まず日本軍の誕生を振り返ると、それは1871年まで遡ります。富国強兵を掲げていた新政府は、大村益次郎の指揮で天皇護衛のための軍隊となる御親兵を創設、これが日本軍の誕生となりました。最も、天皇護衛はあくまで名目上であり、本来の目的は廃藩置県をスムーズに行うことだったそうです。

設立当初は鎮台と呼ばれるグループに分けられ、士族反乱や西南戦争……言わば内乱の鎮圧を主な任務としていました。1871年は明治時代初期にあたるため、このような役割はわざわざ軍隊を設立せずとも、江戸時代に活躍した武士に任せれば良いのではないかと思うかもしれません。

しかし、近代国家を目指す明治政府にとって武士はもはや不要の力であり、それゆえの冷遇が士族反乱や西南戦争を引き起こした原因にもなったわけです。そして、やがて徴兵制が採用されると鎮台制は師団制へと変更され、陸軍の組織確立に伴って陸軍省が創設されました。

関東軍の誕生

さて、日本軍と言えば陸軍だけでなく海軍も連想しますが、当時海軍は横須賀造船所を中心に戦艦をつくることに励んでいます。そして、主な任務としては輸送船や貿易船の護衛を務めていて、要するに日本にとって重要な船を守るという海軍の名に相応しい働きをしていました。
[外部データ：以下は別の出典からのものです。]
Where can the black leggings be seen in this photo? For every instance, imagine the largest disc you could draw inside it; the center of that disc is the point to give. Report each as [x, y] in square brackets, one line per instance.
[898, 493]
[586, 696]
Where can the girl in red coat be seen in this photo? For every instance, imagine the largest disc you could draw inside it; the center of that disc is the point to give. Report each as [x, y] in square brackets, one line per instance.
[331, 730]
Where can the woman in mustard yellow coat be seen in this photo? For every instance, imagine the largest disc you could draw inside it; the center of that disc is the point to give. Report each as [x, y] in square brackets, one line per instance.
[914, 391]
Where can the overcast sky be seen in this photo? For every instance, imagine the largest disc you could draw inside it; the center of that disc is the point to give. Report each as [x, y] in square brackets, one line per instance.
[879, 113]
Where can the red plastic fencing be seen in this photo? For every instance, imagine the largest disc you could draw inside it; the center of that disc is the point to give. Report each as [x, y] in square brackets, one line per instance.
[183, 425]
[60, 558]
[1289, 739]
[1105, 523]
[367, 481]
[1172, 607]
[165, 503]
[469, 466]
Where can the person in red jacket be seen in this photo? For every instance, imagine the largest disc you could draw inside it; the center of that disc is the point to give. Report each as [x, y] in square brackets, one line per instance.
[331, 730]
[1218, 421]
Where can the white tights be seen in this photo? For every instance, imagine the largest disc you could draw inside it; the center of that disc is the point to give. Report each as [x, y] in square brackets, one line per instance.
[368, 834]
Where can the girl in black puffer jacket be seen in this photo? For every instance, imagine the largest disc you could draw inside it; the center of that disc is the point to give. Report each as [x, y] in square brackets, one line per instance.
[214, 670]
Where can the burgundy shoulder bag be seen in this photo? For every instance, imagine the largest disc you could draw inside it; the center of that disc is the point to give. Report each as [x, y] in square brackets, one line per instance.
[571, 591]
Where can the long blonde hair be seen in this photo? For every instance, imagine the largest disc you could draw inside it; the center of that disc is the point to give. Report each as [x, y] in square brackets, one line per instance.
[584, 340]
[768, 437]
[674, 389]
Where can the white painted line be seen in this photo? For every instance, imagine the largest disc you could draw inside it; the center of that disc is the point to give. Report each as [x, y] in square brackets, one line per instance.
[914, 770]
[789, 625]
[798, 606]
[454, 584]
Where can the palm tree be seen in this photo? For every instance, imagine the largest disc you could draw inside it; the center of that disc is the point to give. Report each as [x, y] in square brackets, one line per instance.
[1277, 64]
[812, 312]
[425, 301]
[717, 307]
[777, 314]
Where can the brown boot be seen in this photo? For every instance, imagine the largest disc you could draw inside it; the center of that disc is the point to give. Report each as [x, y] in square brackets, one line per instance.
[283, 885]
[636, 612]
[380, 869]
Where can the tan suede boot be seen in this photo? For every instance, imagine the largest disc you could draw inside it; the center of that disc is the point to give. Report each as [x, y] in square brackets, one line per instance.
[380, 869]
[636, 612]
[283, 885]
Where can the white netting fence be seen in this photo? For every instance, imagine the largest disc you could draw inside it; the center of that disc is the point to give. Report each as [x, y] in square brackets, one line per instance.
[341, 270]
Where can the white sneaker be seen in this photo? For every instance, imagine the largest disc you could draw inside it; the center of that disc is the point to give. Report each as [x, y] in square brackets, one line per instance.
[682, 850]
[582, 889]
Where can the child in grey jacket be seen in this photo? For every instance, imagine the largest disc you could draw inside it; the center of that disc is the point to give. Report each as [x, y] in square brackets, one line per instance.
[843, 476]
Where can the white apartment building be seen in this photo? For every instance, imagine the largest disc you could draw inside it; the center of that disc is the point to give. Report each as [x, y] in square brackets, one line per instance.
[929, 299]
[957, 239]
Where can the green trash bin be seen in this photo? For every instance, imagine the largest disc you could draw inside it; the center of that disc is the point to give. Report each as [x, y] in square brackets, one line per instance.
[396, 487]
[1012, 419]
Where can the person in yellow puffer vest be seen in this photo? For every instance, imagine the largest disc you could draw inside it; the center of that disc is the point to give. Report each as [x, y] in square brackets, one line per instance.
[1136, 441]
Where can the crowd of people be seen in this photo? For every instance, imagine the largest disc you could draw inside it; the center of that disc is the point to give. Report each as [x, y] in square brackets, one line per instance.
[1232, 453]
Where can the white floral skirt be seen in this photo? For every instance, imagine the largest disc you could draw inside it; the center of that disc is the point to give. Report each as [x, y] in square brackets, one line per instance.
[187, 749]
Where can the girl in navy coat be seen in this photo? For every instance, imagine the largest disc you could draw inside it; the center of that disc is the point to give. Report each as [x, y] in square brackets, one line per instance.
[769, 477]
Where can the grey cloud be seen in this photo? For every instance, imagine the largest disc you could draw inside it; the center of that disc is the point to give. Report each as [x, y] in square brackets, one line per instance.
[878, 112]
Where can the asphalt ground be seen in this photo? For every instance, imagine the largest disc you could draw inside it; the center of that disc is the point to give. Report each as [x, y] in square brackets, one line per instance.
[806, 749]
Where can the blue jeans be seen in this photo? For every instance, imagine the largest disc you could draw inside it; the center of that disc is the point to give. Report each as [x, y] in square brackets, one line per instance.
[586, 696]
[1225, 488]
日本軍の陸軍と海軍、ここまでまだ関東軍の名前が一切登場していません。なぜならこの時はまだ関東軍は誕生しておらず、誕生のきっかけとなったのはその後に起こる数々の戦争です。1894年の日清戦争、1904年の日露戦争、日本はいずれの戦いにおいても勝利しました。

日清戦争や日露戦争に戦争に勝利した日本は大連、旅順、満州に新たに作られた日本の鉄道会社である南満州鉄道を租借地として手に入れます。最も、これらの場所は海外にあるためそこを守るには部隊を派遣する必要があり、そこで作られたのが日本軍から分かれた関東軍だったのです。